Edição N.º 13 - Fevereiro de 2022
Além de se referir a uma das escolas que compõem uma universidade, o termo faculdade também é definido pelo dicionário como o poder, o direito, a aptidão, a capacidade, natural ou adquirida, de fazer algo. Não é à toa que, quando concluímos um curso na faculdade, somos vistos como aptos a assumir uma profissão específica. Contudo, nem sempre o nosso trabalho é determinado pela faculdade que fazemos: o que obtemos na academia é o conhecimento, a informação, o respaldo técnico — e é com essa bagagem que criamos uma visão de mundo, olhamos para o horizonte e descobrimos o que nos encanta.
Marta diz que se encontrou na alfabetização de crianças
A professora Marta Christina Barros Bello, que atua há 20 anos na alfabetização, é docente na UEB Rubem Teixeira Goulart, escola da rede municipal de São Luis, no Maranhão. Graduada em Filosofia e em Design, com licenciatura em Língua Portuguesa e, aos 60 anos, prestes a terminar um curso de formação em Arteterapia, Marta não fez Pedagogia. No entanto, já trabalhou em escolas particulares e em escolas públicas, com alunos do 1º ano do ensino fundamental até o 3º ano do ensino médio, e hoje, com todo o conhecimento que acumulou em sua vida, se encontrou no papel de alfabetizadora.
“Eu tento fazer essa salada assim, misturar um monte de coisa que eu aprendi, que eu tenho de conceito, que eu tenho de ideias… e vou trabalhando com as crianças. Isso tem dado certo já há algum tempo, sabe? Eles gostam, eles se divertem”, comenta a professora. “Mas assim, eu sou um professora que tem consciência de que eu sou uma professora alfabetizadora.

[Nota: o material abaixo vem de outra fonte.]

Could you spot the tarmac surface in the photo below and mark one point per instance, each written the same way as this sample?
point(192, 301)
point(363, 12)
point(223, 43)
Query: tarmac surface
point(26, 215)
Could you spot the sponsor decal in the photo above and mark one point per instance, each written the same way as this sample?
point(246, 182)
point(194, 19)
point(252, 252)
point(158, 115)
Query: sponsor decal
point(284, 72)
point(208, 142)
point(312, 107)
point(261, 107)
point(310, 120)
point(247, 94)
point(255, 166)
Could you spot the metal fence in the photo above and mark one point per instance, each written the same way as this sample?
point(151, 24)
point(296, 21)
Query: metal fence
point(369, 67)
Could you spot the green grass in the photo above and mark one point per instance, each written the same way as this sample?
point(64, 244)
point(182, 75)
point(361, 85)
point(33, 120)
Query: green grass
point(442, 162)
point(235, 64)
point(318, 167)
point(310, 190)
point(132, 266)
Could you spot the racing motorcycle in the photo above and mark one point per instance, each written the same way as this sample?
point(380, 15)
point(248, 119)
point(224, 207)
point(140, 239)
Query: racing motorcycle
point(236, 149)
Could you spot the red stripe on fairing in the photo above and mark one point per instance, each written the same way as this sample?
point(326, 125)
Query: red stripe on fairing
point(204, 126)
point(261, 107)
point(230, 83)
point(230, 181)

Então, as dinâmicas estão sempre relacionadas com esse objetivo, que é, ao final do período, elas estarem alfabetizadas, ao final do 1º ano. Normalmente, elas saem todas competentes, ou já no finalzinho do processo. E isso me faz feliz. É assim que eu continuo fazendo com alegria o que eu gosto de fazer”, define Marta.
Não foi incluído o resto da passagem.